Par ces motifs, LA COUR DE CASSATION PENALE

1.      Déclare la demande de réhabilitation bien fondée.

2.      Ordonne la radiation du casier judiciaire des condamnations prononcées les 21 août 1997 et 13 octobre 1998 par le Tribunal de police du district de Neuchâtel à l'encontre de M..

3.      Met à la charge de M. les frais de la présente décision arrêtés à 120 francs.

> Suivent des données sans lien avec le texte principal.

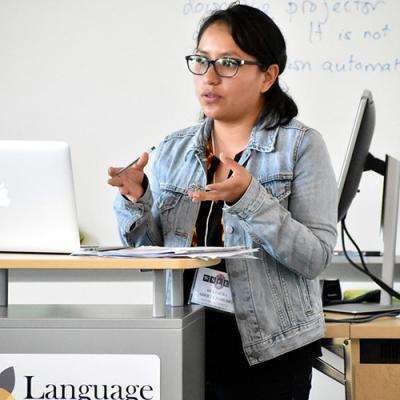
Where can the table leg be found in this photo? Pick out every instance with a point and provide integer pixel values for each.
(342, 348)
(3, 287)
(177, 287)
(159, 292)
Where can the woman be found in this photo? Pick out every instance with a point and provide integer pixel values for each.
(249, 174)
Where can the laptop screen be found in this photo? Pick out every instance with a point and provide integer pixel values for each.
(37, 202)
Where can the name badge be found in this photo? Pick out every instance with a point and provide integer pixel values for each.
(211, 288)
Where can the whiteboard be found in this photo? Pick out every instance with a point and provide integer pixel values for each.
(109, 77)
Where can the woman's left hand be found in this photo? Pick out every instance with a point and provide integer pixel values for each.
(230, 190)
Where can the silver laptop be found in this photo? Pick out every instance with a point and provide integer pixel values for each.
(37, 202)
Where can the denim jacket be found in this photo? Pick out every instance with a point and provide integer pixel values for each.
(288, 212)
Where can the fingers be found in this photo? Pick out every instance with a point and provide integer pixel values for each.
(232, 164)
(142, 162)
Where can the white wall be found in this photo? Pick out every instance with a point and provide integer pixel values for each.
(109, 77)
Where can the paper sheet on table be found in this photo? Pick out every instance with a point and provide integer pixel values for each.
(204, 253)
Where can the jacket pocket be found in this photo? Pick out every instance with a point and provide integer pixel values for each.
(305, 296)
(167, 205)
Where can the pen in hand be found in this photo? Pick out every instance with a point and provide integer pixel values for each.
(121, 171)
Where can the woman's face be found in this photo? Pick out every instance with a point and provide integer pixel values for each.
(229, 99)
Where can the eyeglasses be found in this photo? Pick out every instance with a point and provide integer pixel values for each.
(225, 67)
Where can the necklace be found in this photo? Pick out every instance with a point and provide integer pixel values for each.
(212, 201)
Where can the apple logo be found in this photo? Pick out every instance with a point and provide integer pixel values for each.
(4, 199)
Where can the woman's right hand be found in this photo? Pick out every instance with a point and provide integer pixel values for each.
(130, 183)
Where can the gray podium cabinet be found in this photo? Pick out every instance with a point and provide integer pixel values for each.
(176, 337)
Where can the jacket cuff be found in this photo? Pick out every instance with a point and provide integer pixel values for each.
(254, 197)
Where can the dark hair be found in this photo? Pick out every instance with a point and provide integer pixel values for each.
(258, 35)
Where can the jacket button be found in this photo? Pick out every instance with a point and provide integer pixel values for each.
(229, 229)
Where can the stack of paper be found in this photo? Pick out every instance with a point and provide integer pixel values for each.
(204, 253)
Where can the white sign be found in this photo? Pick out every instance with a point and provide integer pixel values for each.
(79, 376)
(211, 288)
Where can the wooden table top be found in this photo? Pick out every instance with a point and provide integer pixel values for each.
(56, 261)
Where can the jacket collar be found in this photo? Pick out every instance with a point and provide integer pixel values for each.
(261, 139)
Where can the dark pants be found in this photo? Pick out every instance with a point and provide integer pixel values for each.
(229, 376)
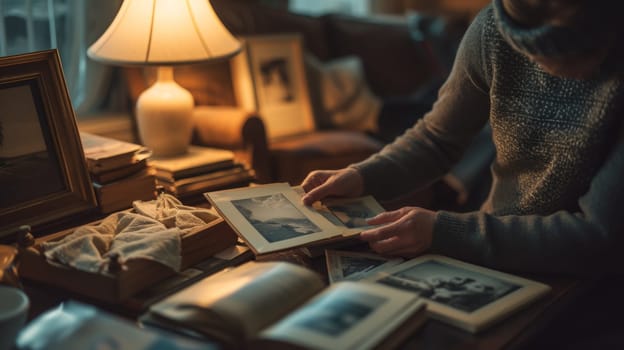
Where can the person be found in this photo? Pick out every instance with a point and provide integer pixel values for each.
(545, 75)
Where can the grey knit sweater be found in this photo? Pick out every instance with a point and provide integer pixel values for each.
(557, 199)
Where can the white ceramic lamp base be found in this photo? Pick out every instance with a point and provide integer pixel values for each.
(165, 116)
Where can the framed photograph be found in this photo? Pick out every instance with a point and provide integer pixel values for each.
(353, 266)
(272, 217)
(43, 172)
(351, 213)
(465, 295)
(269, 78)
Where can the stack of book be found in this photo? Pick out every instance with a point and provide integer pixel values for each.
(201, 169)
(119, 172)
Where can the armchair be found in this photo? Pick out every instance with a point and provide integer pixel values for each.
(393, 64)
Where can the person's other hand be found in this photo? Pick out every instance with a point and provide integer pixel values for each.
(320, 184)
(404, 232)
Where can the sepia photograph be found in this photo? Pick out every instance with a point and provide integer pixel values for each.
(275, 217)
(43, 172)
(269, 77)
(335, 316)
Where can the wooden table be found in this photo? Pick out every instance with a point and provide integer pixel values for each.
(514, 332)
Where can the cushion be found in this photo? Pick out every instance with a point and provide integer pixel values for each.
(340, 94)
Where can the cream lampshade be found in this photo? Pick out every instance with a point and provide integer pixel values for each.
(165, 33)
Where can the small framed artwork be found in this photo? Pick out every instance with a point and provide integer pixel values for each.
(269, 78)
(465, 295)
(43, 172)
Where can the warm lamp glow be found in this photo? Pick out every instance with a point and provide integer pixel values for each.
(165, 33)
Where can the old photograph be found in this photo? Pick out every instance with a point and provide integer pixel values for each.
(275, 217)
(455, 287)
(335, 316)
(352, 213)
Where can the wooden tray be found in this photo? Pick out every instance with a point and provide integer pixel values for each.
(200, 244)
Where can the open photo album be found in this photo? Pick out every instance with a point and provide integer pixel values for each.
(272, 217)
(279, 305)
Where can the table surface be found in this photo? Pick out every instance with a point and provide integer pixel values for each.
(514, 332)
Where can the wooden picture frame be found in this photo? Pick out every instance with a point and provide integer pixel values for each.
(269, 78)
(467, 296)
(43, 172)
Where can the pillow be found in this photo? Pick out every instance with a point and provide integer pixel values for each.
(340, 95)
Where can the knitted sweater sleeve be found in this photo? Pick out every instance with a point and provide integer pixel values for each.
(436, 142)
(563, 242)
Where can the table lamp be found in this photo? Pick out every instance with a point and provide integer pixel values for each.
(164, 33)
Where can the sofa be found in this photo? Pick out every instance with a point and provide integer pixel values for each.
(392, 63)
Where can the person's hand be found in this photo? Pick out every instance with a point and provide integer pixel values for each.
(320, 184)
(405, 232)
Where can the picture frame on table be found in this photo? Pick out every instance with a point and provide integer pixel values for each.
(269, 78)
(43, 172)
(465, 295)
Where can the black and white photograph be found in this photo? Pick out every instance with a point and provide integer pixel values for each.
(462, 294)
(335, 316)
(455, 287)
(275, 217)
(276, 81)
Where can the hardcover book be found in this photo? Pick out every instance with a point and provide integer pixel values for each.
(282, 305)
(105, 154)
(272, 217)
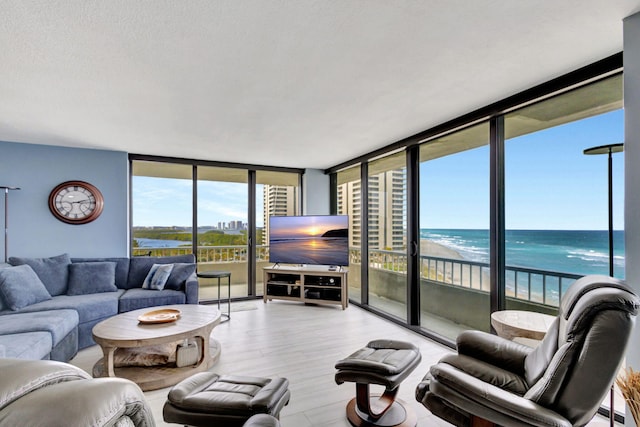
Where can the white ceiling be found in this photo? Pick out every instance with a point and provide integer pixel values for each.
(297, 83)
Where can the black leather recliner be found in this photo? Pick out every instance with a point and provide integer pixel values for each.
(562, 382)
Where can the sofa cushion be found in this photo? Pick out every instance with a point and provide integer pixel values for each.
(91, 278)
(52, 271)
(27, 345)
(139, 267)
(134, 299)
(157, 277)
(122, 268)
(89, 307)
(181, 272)
(58, 323)
(20, 287)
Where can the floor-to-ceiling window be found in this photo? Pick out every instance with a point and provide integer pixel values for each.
(454, 232)
(349, 202)
(276, 195)
(229, 222)
(556, 196)
(223, 228)
(387, 234)
(513, 205)
(161, 219)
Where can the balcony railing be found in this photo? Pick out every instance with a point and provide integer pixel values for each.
(211, 254)
(527, 284)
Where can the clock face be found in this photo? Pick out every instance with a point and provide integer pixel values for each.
(76, 202)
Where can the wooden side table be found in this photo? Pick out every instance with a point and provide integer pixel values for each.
(217, 274)
(510, 324)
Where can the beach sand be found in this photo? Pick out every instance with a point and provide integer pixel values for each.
(468, 277)
(430, 248)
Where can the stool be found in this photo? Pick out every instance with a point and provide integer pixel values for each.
(214, 274)
(209, 399)
(382, 362)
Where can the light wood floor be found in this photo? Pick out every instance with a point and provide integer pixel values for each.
(302, 343)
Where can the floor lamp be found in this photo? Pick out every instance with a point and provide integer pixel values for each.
(6, 220)
(609, 150)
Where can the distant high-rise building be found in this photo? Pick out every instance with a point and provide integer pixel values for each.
(278, 200)
(386, 211)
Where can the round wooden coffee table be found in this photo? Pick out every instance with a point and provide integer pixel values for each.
(125, 331)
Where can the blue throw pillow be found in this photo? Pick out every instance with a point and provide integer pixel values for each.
(53, 272)
(20, 286)
(157, 277)
(91, 277)
(181, 272)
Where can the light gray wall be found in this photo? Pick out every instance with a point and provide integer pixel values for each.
(632, 173)
(37, 169)
(315, 192)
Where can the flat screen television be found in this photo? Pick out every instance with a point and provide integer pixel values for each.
(309, 239)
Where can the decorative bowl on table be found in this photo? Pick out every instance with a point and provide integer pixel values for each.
(165, 315)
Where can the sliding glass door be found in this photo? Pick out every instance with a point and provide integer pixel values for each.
(223, 228)
(211, 211)
(162, 196)
(454, 232)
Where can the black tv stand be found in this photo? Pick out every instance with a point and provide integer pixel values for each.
(312, 284)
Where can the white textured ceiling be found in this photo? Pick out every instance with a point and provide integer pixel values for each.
(297, 83)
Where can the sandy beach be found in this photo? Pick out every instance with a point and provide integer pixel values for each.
(469, 277)
(430, 248)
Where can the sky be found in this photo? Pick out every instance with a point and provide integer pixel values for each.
(550, 184)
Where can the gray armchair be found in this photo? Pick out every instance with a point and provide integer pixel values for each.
(559, 383)
(48, 393)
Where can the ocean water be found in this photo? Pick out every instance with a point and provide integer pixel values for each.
(567, 251)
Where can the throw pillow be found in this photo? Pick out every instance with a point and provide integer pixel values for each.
(91, 277)
(180, 273)
(20, 286)
(53, 272)
(157, 277)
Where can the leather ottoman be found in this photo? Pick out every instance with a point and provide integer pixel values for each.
(209, 399)
(382, 362)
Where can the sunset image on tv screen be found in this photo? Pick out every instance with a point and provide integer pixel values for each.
(312, 239)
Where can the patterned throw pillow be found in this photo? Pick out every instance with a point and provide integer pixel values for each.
(157, 277)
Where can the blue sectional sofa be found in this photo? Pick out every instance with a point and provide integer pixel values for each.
(55, 322)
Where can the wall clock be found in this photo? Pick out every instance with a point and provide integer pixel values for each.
(76, 202)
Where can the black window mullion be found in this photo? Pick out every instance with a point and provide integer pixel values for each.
(364, 241)
(497, 217)
(413, 236)
(251, 235)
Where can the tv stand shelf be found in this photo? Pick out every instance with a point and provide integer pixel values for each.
(306, 284)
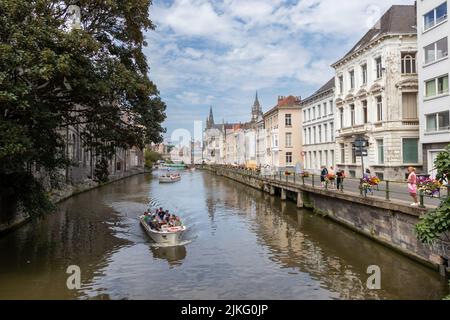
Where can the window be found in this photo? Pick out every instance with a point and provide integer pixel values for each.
(436, 86)
(435, 16)
(288, 120)
(410, 150)
(352, 114)
(379, 65)
(288, 140)
(353, 153)
(341, 84)
(409, 106)
(436, 51)
(364, 73)
(379, 108)
(380, 148)
(409, 63)
(352, 79)
(438, 121)
(332, 131)
(275, 140)
(365, 115)
(288, 158)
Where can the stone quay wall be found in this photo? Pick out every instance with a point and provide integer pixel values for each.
(386, 222)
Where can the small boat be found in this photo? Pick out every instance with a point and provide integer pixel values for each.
(169, 178)
(167, 235)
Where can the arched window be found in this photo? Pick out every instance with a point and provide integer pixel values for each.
(408, 63)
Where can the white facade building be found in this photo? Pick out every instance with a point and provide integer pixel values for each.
(318, 129)
(433, 31)
(376, 98)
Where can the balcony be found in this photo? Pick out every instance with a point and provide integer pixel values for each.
(355, 130)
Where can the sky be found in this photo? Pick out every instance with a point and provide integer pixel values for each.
(218, 53)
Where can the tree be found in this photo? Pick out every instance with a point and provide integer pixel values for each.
(151, 157)
(51, 77)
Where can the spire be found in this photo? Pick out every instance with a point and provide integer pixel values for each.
(256, 109)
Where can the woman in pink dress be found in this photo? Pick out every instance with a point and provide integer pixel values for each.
(412, 185)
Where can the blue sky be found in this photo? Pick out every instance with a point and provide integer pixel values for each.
(220, 52)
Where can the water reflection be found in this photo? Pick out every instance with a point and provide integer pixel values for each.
(174, 255)
(241, 244)
(336, 256)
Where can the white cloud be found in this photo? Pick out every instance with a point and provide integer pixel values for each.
(219, 52)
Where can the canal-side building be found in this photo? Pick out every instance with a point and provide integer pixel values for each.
(376, 98)
(260, 144)
(213, 141)
(318, 128)
(284, 134)
(233, 143)
(433, 31)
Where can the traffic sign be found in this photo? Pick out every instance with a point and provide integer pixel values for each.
(360, 142)
(363, 153)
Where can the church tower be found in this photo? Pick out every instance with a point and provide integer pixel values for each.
(257, 113)
(210, 120)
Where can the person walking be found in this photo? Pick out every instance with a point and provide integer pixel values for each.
(412, 185)
(323, 176)
(332, 176)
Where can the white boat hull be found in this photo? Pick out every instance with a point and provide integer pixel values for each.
(169, 179)
(163, 237)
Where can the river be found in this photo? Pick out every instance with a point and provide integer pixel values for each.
(241, 244)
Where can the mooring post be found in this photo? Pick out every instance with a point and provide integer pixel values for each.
(299, 200)
(283, 194)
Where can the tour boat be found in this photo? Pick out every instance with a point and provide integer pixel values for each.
(169, 178)
(167, 235)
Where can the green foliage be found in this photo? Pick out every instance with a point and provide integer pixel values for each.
(95, 79)
(151, 157)
(442, 165)
(437, 222)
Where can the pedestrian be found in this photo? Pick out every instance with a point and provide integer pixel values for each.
(332, 176)
(412, 185)
(323, 176)
(340, 175)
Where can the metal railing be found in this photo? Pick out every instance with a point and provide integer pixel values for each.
(385, 190)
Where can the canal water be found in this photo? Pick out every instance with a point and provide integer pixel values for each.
(241, 244)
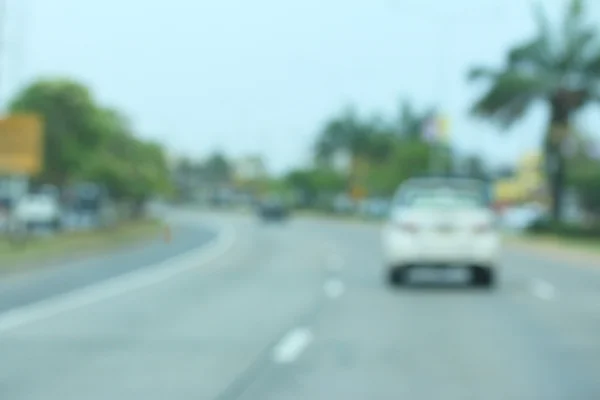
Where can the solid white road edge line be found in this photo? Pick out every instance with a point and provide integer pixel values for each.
(292, 345)
(119, 285)
(334, 288)
(543, 289)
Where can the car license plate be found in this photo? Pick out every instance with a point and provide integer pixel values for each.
(440, 274)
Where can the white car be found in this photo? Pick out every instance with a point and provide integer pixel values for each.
(440, 227)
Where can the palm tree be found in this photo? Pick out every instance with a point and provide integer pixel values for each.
(560, 69)
(410, 122)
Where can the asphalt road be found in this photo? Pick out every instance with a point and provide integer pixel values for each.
(300, 311)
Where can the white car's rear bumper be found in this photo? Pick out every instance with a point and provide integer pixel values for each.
(400, 249)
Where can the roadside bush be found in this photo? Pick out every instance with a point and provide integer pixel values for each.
(542, 227)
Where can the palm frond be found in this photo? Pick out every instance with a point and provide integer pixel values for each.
(532, 55)
(510, 96)
(544, 29)
(478, 73)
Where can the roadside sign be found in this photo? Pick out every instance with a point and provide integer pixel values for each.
(358, 192)
(21, 144)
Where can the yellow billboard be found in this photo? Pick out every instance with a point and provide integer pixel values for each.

Neuchâtel, le 31 janvier 2002

AU NOM DE LA COUR DE CASSATION PENALE

Le greffier                                                La présidente

Expédition :

·       à la requérante, M., c/Jazmines 32, 03130 Santa Pola, Alicante, Espagne

·       à l’intimé, Ministère public

·       au Service de la justice

·       au Service de coordination VOSTRA

·       à l'Office de perception, à Neuchâtel, pour recouvrement du montant ci-dessus

·       dossier

·       minute

INDICATION DES VOIES DE RECOURS

Un pourvoi en nullité à la Cour de cassation pénale du Tribunal fédéral peut être formé contre le présent arrêt pour violation du droit fédéral, sous réserve du recours de droit public pour violation des droits constitutionnels. Le pourvoi en nullité doit être déposé auprès du Tribunal fédéral dans un délai de 30 jours à compter de la réception de l'expédition intégrale de la décision. La qualité et les autres conditions pour interjeter un pourvoi en nullité sont déterminées par les articles 268 ss de la loi fédérale sur la procédure pénale.